One way to practice this “un-training” is to give a dancer certain rules or boundaries to work within, but allow the person to essentially improvise or create the details of the actual steps. As a teacher or choreographer, you then guide the development of how the movement unfolds. This type of work is closely connected to visualization. While the students were shy at first, it was fascinating to see them become more comfortable with the concepts.
My work with the students is greatly inspired by that experience with Bill, matched with my own investigation and gut feeling. Through this work I’ve found that I love working with young dancers. Each person is different, and there is no one formula for success. My goal is to use all I know to inspire them to grow as dancers and people.

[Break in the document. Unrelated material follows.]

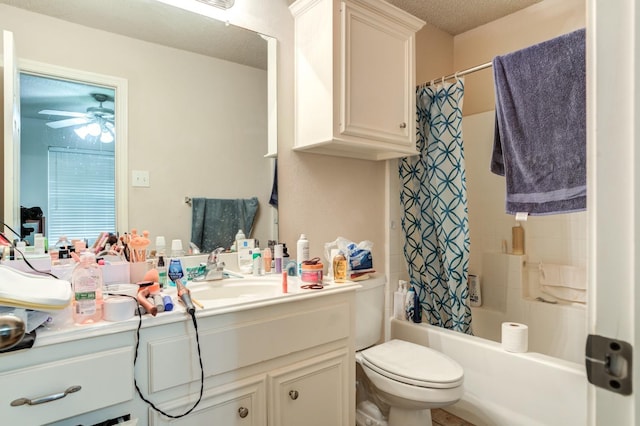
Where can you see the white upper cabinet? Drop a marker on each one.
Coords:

Today, I incorporate improvisation in my class as a tool, but always balance it with choreography. The students have to practice both free form and structure. The ultimate goal is to dance choreography as if the steps are being created spontaneously and in the moment. There is a delicate balance of precision coupled with abandon.
Every dancer dreams to work with Bill because he has, and always will be, at the forefront of contemporary dance—a direct lineage that started with Mr. Balanchine. What makes a choreographer great is someone who takes the steps we learn in the classroom and creates something new with them. Bill is a master at deconstruction, taking the elements of ballet and rearranging them. The effect is something familiar, yet shocking and tantalizing.